Is there a way to salvage this -- to restore the intuition that in fact you should have a reasonable work-life balance? I think the answer is yes! That's because you're probably very uncertain about what world you live in: you don't have a great idea about what the shape of f is, nor what quantile world you're in (i.e. what x-value your world corresponds to). You should probably assign a decent chance to being in an above-average world in terms of impact potential, and a decent chance to being in a below-average world in terms of impact potential.[1]
Faced with this uncertainty, what do you do? If I understand the spirit of geometric rationality correctly, an important lesson is that you can do a Nash bargain not just between you-in-possible-worlds, but between different possibilities with respect to your epistemic state. For example, if you think there's a 90% chance that the Riemann hypothesis is true, you can bargain between you-if-the-Riemann-hypothesis-is-true and you-if-the-Riemann-hypothesis-is-false, even if there's an objective fact of the matter to which one is the actual you.
You can try to build this uncertainty into the model, but I think this would be really hard.[2] On the other hand, here's a basic fact about Nash bargaining: suppose there are two options, A and B, and you assign x credence that A has utility a and B has utility 0, and 1−x credence that A has utility 0 and B has utility b, then the Nash bargain between these two epistemic states says to do A with probability x and B with probability 1−x.
And if you squint, this is sort of like what we have going on. Suppose you think that you're either in a substantially above-average world for impact potential (with probability x), or a substantially below-average one (with probability 1−x). In the first epistemic state, "spend almost all your time altruistically" (option A) is much better than "spend all your time on video games" (option B); the the second case, option B is much better than option A. And so -- if I'm not losing too much accuracy with my hand-wavy comparisons -- the Nash bargain between these two epistemic states would have you spend x fraction of your time on video games.
So suppose you think there's a 25% chance you live in a substantially below-average world in terms of impact potential, a 70% chance you live in a substantially above-average world, and a 5% chance of a close-to-average world -- well then, perhaps you should spend about 70% of your time working to improve the world!

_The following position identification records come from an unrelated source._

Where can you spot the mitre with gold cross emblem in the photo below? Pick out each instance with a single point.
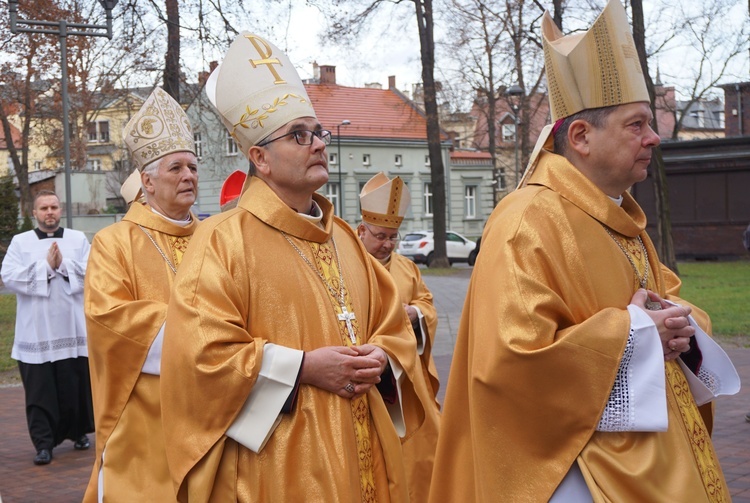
(256, 90)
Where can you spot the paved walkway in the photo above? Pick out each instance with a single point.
(65, 479)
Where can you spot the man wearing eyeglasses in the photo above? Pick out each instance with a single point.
(289, 371)
(384, 203)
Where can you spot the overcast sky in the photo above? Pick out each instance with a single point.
(381, 53)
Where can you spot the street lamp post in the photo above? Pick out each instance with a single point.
(338, 158)
(63, 29)
(515, 92)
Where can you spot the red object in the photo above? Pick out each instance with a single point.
(232, 187)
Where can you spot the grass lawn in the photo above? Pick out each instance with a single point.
(7, 326)
(722, 289)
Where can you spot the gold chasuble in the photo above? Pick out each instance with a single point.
(126, 296)
(419, 449)
(543, 330)
(413, 291)
(258, 274)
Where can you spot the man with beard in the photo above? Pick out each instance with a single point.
(45, 268)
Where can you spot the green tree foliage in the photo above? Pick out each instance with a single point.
(8, 209)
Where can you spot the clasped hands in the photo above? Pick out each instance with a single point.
(333, 368)
(54, 256)
(671, 321)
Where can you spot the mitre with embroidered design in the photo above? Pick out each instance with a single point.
(256, 90)
(598, 68)
(384, 202)
(159, 128)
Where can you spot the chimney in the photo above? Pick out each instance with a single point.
(327, 74)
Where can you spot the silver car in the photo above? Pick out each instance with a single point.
(419, 246)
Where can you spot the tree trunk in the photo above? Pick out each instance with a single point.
(558, 8)
(665, 244)
(172, 62)
(437, 172)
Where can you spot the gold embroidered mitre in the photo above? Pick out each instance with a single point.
(595, 69)
(384, 202)
(159, 128)
(598, 68)
(256, 90)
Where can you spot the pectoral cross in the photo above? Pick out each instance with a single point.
(347, 317)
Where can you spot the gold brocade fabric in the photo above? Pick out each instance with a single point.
(413, 291)
(419, 449)
(178, 245)
(326, 261)
(125, 301)
(543, 331)
(679, 396)
(241, 286)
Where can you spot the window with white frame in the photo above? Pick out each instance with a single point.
(427, 199)
(230, 144)
(501, 178)
(332, 194)
(470, 199)
(94, 164)
(98, 131)
(198, 139)
(359, 203)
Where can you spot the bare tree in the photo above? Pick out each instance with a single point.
(479, 27)
(31, 58)
(172, 63)
(661, 189)
(348, 23)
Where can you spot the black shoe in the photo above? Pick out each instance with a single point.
(82, 443)
(43, 457)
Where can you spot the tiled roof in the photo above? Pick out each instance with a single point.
(470, 154)
(374, 113)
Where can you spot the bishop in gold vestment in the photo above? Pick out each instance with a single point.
(542, 335)
(126, 307)
(131, 271)
(244, 286)
(578, 371)
(384, 204)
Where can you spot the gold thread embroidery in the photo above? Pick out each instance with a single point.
(323, 256)
(679, 391)
(250, 115)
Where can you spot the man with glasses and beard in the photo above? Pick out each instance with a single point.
(45, 268)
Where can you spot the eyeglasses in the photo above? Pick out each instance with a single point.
(382, 237)
(303, 137)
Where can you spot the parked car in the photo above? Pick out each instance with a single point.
(419, 246)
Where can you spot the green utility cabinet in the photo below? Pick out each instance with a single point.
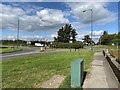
(77, 71)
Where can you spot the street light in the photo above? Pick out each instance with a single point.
(91, 25)
(18, 34)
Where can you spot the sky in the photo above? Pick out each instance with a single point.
(42, 20)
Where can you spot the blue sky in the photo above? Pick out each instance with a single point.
(43, 19)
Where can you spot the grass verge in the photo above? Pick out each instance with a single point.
(32, 71)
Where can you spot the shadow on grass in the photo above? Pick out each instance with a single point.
(67, 82)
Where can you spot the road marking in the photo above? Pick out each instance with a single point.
(20, 54)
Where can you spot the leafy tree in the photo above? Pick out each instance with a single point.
(65, 34)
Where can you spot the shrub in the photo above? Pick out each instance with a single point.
(75, 45)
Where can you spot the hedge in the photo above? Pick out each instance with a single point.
(75, 45)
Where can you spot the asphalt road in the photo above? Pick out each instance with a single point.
(32, 50)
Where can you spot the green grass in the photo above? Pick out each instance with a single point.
(32, 71)
(9, 49)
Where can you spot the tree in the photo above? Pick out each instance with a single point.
(87, 40)
(65, 34)
(105, 33)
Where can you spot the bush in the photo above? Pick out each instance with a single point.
(75, 45)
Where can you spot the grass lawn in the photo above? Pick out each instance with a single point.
(32, 71)
(8, 49)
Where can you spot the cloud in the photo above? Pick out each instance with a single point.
(100, 13)
(44, 20)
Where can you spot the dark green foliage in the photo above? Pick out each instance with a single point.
(65, 33)
(67, 45)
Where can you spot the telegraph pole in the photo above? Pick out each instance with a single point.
(18, 34)
(91, 26)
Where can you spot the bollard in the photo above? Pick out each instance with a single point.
(77, 72)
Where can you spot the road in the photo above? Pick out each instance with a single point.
(29, 51)
(33, 50)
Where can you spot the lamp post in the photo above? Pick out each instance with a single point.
(91, 25)
(18, 34)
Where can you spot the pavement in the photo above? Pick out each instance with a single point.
(100, 74)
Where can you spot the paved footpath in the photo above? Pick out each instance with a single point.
(100, 75)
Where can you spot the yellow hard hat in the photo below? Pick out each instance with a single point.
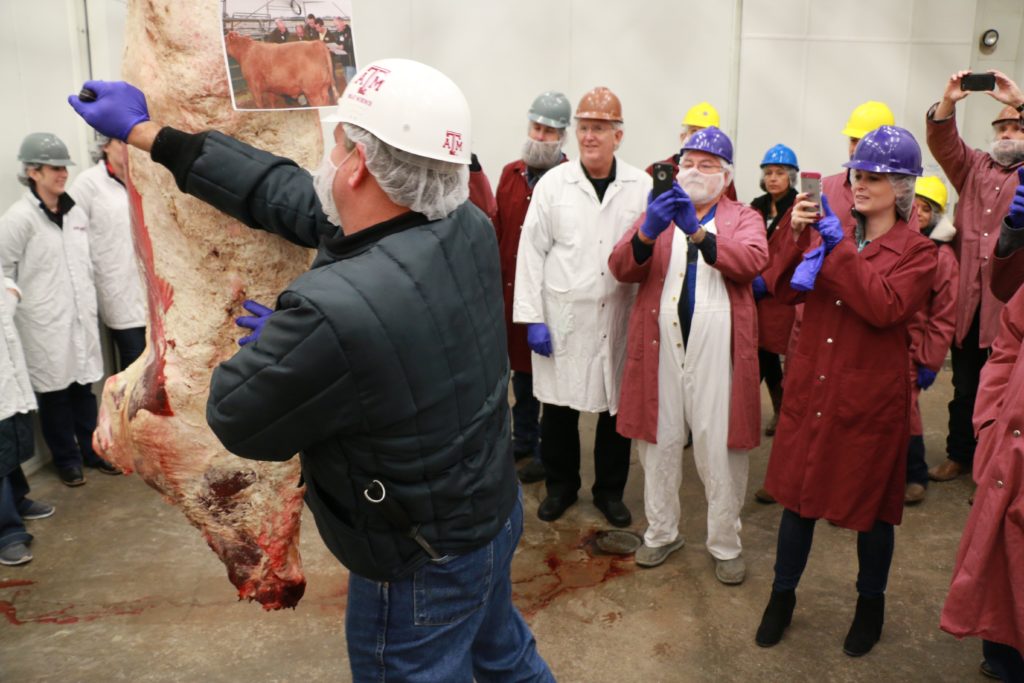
(701, 116)
(866, 118)
(932, 187)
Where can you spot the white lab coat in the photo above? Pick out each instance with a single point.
(693, 391)
(119, 286)
(562, 279)
(15, 389)
(56, 318)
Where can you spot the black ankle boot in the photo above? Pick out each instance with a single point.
(866, 627)
(777, 615)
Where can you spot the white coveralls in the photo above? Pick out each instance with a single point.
(56, 318)
(693, 390)
(119, 286)
(562, 279)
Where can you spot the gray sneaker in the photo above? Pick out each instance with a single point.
(730, 571)
(37, 510)
(651, 557)
(14, 554)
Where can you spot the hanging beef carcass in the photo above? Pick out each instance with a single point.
(199, 266)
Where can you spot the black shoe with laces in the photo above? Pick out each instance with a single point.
(776, 619)
(554, 507)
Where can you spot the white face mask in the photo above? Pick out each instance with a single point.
(324, 183)
(702, 187)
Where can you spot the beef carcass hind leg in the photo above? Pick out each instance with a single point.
(199, 266)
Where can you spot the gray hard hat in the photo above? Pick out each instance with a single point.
(551, 109)
(44, 148)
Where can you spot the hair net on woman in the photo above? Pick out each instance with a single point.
(432, 187)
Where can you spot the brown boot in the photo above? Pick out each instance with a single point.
(946, 471)
(914, 494)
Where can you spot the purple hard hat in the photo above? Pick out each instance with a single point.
(712, 140)
(887, 150)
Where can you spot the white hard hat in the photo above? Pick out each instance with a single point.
(410, 105)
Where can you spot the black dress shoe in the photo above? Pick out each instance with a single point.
(554, 507)
(615, 512)
(103, 466)
(532, 471)
(71, 476)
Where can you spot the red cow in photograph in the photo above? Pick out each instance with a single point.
(289, 69)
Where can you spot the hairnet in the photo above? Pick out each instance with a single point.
(903, 186)
(23, 175)
(432, 187)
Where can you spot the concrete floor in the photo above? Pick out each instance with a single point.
(123, 589)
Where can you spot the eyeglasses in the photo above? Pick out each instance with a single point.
(707, 167)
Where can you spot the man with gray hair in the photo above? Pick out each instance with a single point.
(542, 151)
(100, 193)
(44, 248)
(384, 366)
(985, 183)
(574, 310)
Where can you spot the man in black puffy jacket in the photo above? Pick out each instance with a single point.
(384, 366)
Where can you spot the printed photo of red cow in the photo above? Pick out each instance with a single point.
(276, 62)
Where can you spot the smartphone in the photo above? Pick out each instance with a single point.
(978, 82)
(664, 175)
(810, 184)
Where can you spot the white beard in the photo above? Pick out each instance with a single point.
(542, 155)
(1007, 153)
(701, 187)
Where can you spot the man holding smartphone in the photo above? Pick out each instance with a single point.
(985, 182)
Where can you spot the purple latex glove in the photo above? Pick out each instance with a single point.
(539, 339)
(760, 288)
(119, 108)
(805, 274)
(255, 322)
(1016, 217)
(925, 377)
(686, 215)
(660, 210)
(828, 226)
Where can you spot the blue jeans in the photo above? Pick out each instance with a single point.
(452, 621)
(525, 417)
(13, 488)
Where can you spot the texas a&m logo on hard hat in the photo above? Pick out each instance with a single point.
(453, 142)
(371, 79)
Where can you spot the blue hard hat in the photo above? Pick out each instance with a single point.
(780, 156)
(887, 150)
(712, 140)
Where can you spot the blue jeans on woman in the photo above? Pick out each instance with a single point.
(452, 621)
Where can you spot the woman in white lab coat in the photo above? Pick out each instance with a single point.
(44, 248)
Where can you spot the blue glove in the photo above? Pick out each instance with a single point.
(119, 108)
(805, 274)
(686, 215)
(539, 339)
(1016, 217)
(660, 211)
(829, 226)
(254, 323)
(925, 377)
(760, 288)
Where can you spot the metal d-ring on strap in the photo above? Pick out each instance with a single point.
(376, 494)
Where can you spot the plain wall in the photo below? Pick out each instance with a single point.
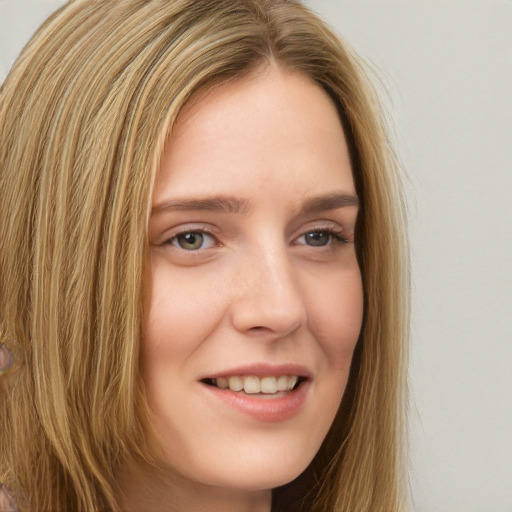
(447, 66)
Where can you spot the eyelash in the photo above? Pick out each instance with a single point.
(335, 237)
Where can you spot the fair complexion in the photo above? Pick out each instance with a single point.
(252, 281)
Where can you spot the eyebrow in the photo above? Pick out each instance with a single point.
(220, 204)
(235, 205)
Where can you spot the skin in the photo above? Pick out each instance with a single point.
(250, 288)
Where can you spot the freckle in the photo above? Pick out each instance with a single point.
(6, 502)
(6, 362)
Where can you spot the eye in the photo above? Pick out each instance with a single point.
(192, 240)
(317, 238)
(321, 237)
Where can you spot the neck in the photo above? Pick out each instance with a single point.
(151, 489)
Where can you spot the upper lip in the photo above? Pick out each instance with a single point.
(264, 370)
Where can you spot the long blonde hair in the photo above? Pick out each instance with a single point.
(84, 115)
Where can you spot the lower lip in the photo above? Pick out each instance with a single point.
(265, 408)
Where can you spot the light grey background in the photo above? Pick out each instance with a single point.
(447, 67)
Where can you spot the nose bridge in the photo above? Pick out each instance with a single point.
(270, 298)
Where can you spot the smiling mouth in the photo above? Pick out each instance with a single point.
(254, 385)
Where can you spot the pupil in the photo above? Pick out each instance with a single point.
(317, 238)
(190, 241)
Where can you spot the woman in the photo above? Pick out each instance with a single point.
(203, 253)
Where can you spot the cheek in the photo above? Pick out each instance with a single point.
(179, 310)
(337, 315)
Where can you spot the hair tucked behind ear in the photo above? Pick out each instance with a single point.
(84, 115)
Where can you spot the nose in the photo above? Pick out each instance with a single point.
(268, 299)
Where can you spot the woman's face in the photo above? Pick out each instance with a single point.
(253, 292)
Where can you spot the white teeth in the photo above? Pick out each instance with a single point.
(292, 381)
(236, 383)
(268, 385)
(282, 383)
(252, 385)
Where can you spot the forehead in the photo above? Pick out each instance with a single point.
(272, 128)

...well, if you buy the basic model, and if you buy the hand-waving about Nash bargaining over epistemic states that I just did (which I'm not sure I buy)
...but, putting all these caveats to the side, I find this conclusion pretty satisfying.
That last bit -- that maybe you're in a below average impact world -- is perhaps contrarian, but I stand by it. You may well think that you are in the top one-billionth of possible worlds in terms of impact potential. But it could be that among those worlds that are even higher than this one in terms of your impact potential, 1% of them have 1010100 times more potential beings than ours, and that this completely dominates the average.
You'd need to have the domain of optimization be the set of your epistemic states instead of the set of world states. But your "epistemic state" includes way more than just a guess about what f looks like across worlds (or even a probability distribution over what f looks like across worlds). You need to include -- in each individual epistemic state -- your guesses about (what your probability distribution over what f looks like across worlds) looks like in all the other possible epistemic states. And you'll need to include your guesses about what those look like in all the other possible epistemic states. And so on. There are probably nice simplifying assumptions you could make to make this optimization problem tractable; I haven't thought much about this.